Pypy was out since our codebase already migrated to python 3.

Numba failed to install on Ubuntu 14.04 via pip even after some prodding. I don't want yet another python package manager on my system.

Cython is it's own language; not Python or C. I don't want yet another language in my codebase.

For our codebase I decided to go with numpy's ctypes integration; a good example is way at the bottom of:

http://scipy.github.io/old-wiki/pages/Cookbook/Ctypes

For our (already mixed) python/numpy/C++ project, the incremental cost was just a few lines of boilerplate per function to make up for both languages (and ultimately the linker) lacking a proper language-level nd-array type.

For our project there were no new dependencies, and as a bonus, after heavily testing and benchmarking your .so file from python, it's still callable from anything with a C FFI.


Regardless of this project (and whatever reasons caused numba not to pip-install, which you should fix before it bites you somewhere else), I would recommend looking at miniconda. It is not "another package manager" - it's an environment manager, and that's way more useful.

Apt/yum can't track different sets of dependencies for different projects for you, but conda does beautifully and easily, while keeping environments documented (in terms of what's installed) and isolated.

Really, miniconda is an under appreciated gem


I am surprised you had a failure installing numba on Ubuntu 14.04. I am using it on Ubuntu 14.04.4 LTS without issues and with pip (no special Python distribution because I want full control). You need to have the right version of LLVM installed from the Ubuntu packages (there are several of them).

Note that I am not a developer of numba, just a simple user, so maybe I was just lucky.


> I don't want yet another python package manager on my system.

Use virtualenv. Having python specific packaging system makes sense with virtual environments. Tracking dependencies with requirements.txt and installing them with portable package manager makes build of a project portable.
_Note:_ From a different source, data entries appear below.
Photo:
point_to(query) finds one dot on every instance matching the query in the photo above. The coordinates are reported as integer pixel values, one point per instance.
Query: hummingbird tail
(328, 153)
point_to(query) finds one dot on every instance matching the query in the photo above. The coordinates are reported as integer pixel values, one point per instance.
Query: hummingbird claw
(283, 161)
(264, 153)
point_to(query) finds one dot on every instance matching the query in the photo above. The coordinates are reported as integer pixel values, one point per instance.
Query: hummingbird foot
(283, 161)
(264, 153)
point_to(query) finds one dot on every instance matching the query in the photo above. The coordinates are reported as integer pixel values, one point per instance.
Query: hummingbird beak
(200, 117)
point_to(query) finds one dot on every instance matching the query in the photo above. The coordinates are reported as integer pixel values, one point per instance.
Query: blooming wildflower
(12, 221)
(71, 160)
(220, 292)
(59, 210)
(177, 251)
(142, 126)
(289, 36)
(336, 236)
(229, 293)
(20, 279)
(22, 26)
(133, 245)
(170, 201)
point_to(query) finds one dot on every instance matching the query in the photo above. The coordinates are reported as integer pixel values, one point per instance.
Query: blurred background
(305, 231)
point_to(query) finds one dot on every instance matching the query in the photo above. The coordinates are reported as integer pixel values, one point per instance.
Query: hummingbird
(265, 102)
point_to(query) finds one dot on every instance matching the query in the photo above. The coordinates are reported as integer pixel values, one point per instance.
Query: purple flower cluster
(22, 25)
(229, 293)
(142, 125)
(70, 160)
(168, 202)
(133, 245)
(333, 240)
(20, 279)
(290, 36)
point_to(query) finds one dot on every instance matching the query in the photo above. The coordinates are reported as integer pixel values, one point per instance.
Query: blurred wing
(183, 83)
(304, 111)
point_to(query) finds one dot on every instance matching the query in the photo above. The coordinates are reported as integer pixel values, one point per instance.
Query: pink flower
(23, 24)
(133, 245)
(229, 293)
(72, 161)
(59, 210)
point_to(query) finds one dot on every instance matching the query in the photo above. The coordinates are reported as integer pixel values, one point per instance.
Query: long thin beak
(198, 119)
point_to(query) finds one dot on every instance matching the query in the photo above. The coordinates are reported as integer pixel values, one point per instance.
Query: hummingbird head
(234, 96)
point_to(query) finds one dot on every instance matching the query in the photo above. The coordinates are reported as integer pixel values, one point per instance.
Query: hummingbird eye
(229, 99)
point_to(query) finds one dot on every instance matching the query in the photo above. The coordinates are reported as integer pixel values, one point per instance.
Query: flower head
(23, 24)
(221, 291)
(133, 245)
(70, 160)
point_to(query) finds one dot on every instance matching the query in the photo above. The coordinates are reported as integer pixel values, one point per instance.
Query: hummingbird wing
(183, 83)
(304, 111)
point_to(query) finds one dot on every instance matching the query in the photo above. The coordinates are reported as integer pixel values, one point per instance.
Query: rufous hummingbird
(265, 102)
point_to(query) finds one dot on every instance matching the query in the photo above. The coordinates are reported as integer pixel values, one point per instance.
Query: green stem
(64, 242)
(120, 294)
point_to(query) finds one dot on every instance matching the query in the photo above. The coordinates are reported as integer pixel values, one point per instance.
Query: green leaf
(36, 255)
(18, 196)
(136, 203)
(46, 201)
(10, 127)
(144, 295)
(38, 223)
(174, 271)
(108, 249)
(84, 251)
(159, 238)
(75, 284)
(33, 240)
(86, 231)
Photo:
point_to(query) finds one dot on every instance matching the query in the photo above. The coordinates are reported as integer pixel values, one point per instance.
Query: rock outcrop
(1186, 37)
There are limitations to the current state of pip, but the idea behind it is sound.


VirtualEnv and conda both accomplish the same goal (though conda has a fairly clever pip alternative included), but for vastly different userbases.
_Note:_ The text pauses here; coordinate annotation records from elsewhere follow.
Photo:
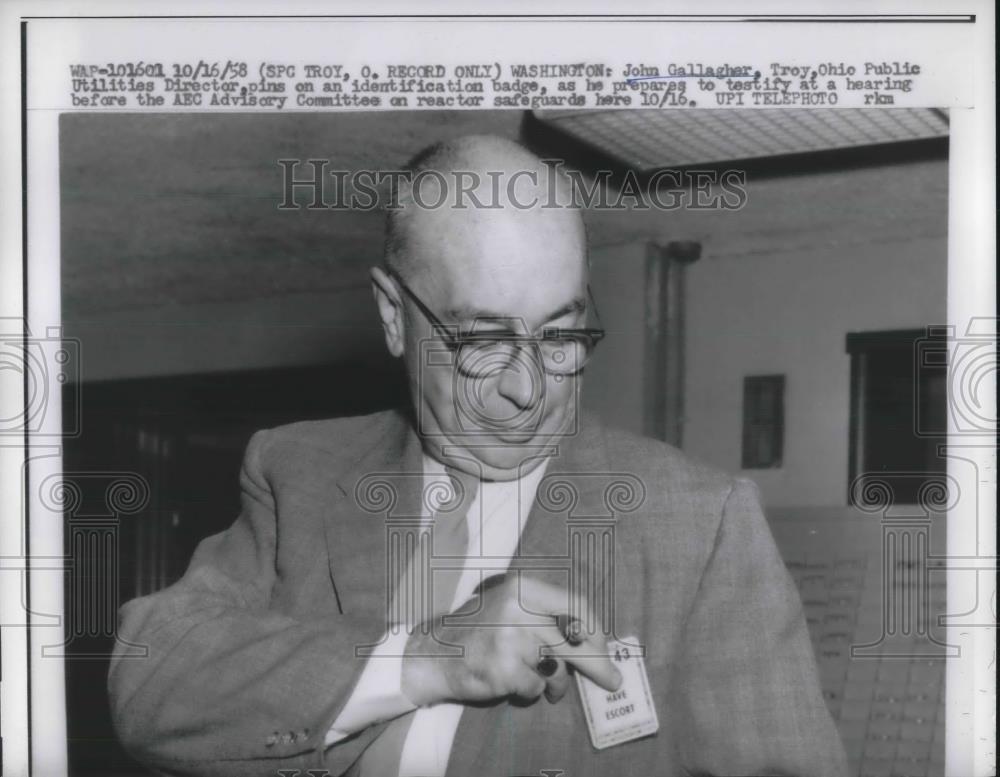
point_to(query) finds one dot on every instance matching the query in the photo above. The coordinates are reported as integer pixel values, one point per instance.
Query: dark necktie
(450, 538)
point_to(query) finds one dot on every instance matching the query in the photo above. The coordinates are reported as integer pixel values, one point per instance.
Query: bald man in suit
(397, 595)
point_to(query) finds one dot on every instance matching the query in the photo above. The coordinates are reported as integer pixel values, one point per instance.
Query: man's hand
(515, 627)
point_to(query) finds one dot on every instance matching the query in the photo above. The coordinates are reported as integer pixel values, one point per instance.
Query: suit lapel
(376, 505)
(570, 505)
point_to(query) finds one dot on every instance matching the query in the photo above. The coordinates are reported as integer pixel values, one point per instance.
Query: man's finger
(592, 663)
(558, 684)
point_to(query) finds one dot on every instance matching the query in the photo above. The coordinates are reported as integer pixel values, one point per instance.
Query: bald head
(474, 183)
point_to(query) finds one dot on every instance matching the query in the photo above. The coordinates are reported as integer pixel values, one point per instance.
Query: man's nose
(520, 381)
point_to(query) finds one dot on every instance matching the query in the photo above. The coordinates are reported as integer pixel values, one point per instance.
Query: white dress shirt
(495, 521)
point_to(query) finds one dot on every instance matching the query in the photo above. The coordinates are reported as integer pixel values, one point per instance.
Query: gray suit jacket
(253, 653)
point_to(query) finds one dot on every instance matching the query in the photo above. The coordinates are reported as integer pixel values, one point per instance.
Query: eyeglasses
(480, 354)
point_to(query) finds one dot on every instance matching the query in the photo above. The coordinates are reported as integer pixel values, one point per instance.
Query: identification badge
(614, 717)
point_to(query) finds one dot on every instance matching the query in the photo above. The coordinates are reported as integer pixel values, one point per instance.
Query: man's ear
(390, 310)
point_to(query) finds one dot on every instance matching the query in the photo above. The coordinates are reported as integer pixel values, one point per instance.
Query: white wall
(613, 381)
(788, 313)
(780, 284)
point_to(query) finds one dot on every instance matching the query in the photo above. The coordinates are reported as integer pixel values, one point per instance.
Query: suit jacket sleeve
(231, 686)
(749, 696)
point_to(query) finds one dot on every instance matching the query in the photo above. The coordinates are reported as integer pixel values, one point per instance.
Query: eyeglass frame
(454, 339)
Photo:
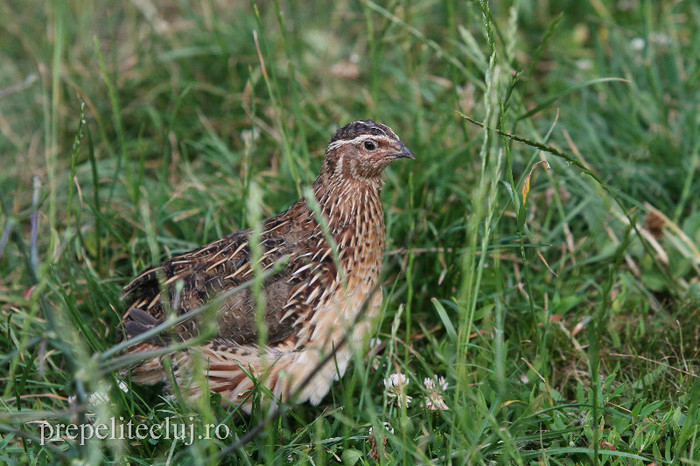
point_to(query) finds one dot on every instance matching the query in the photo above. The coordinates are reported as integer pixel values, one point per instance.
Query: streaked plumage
(308, 306)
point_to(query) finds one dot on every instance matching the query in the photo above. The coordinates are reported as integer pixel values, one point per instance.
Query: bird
(321, 258)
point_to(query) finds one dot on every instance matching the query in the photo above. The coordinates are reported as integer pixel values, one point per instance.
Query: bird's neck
(347, 202)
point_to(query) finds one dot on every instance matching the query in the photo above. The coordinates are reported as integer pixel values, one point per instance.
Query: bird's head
(361, 150)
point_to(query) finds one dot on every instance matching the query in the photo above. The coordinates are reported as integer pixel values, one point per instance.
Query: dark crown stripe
(362, 127)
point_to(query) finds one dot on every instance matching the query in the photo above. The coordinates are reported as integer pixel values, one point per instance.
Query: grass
(560, 305)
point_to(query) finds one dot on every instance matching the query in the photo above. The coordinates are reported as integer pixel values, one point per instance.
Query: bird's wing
(211, 273)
I am a developer, I've used VirtualEnv for every web app I've worked on, but now I use conda for handling my environments/package management because our software was ported over to it.

The reasons we did that were:

a) Every one of our users knows how to use conda (we build a scientific visualization app)
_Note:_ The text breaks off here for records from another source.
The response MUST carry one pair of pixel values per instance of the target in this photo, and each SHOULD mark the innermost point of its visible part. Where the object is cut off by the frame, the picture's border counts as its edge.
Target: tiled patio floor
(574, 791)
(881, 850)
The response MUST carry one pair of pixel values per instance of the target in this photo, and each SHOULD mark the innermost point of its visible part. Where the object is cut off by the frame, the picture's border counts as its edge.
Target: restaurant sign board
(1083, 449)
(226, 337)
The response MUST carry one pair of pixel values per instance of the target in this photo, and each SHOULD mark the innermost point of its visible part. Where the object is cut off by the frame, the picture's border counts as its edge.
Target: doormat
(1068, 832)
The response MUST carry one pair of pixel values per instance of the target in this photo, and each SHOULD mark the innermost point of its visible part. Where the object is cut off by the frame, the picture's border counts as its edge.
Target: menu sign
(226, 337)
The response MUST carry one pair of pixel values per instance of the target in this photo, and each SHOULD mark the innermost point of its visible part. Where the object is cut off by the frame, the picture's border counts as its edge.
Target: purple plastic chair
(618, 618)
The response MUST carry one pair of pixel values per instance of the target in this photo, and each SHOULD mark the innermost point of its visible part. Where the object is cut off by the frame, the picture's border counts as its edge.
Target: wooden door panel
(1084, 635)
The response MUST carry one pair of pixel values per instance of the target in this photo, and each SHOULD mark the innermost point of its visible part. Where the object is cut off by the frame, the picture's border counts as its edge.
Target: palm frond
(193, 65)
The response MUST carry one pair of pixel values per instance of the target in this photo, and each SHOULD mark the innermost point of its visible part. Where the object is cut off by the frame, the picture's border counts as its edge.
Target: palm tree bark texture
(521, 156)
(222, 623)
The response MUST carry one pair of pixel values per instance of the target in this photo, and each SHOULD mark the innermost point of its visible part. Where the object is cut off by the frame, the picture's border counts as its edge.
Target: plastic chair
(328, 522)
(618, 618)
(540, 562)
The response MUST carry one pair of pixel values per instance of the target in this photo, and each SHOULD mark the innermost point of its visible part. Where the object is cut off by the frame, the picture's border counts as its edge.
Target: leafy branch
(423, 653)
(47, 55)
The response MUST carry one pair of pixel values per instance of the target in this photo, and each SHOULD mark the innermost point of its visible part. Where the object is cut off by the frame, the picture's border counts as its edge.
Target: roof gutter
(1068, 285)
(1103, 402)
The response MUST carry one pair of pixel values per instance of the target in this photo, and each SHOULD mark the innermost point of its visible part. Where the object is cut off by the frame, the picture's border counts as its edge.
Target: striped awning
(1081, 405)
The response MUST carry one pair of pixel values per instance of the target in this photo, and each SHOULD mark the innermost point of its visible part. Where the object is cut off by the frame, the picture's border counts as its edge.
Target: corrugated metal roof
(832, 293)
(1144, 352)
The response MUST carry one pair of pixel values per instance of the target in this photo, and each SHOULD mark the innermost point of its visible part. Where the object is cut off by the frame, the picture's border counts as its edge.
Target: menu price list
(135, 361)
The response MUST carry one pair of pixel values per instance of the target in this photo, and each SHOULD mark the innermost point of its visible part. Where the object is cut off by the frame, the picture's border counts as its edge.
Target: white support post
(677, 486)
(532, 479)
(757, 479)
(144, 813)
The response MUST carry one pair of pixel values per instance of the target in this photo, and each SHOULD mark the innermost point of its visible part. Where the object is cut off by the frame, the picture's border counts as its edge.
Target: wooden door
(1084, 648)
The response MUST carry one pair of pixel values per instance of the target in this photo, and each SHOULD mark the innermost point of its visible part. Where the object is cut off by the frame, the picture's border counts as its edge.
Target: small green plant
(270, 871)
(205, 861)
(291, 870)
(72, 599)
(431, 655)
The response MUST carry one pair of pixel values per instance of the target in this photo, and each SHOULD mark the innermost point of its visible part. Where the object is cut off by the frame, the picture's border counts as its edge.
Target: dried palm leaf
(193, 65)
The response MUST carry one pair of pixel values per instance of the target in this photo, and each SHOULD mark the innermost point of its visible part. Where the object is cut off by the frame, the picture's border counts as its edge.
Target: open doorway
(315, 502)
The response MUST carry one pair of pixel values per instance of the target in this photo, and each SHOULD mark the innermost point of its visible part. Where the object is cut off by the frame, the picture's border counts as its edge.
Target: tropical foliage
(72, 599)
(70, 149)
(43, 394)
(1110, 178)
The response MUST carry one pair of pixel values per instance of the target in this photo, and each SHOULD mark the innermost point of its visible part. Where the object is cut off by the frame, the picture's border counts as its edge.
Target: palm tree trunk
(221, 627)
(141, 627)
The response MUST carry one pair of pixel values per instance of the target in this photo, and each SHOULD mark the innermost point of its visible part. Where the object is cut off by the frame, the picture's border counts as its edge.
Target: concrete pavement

b) it got rid of a few thousand lines of CMake

c) Installation time is now maybe five minutes instead of 1+ hours.

d) We don't lose a week trying to get our stuff installed on a supercomputer

Our users are all scientists. They don't care about "best practices", they just want their stuff to work, and to be able to do their job. The level of technical skill varies wildly, but now a tool exists and they actually use it to segregate versions of their packages into separate environments. This is a freaking miracle; trying to figure out what's broken on a person in india's computer when they did a crazy from-source install in an environment we barely support was just about impossible. Now we say "do conda list and send us the output; also, you can get a working environment by installing whatever previous version worked for you" is a huge change (yes, build systems and package managers have been fixing that problem for decades, but this was the first one compelling enough to actually get scientists on board).

conda has been fantastic for us, and our users love it. They don't give a crap about what the python community has deemed the "right" way to do something.


I liked it so much that I tried to make a package out of it https://github.com/tartavull/fastpy


Like that Haskell compiler from the first principles?



Now look at the page and notice that it is abandoned, unfinished.


> it is abandoned

Last github commit 13 days ago == "abandoned"??


What is you point ?

Still a lot of value in the parts that are finished, and while it is somewhat beside the point, it is much more finished than most similarly ambitious projects in the tutorial/learning domain. It even has a license that allows anyone that has the time, knowledge and will to extend it.


It doesn't need to be finished to be useful.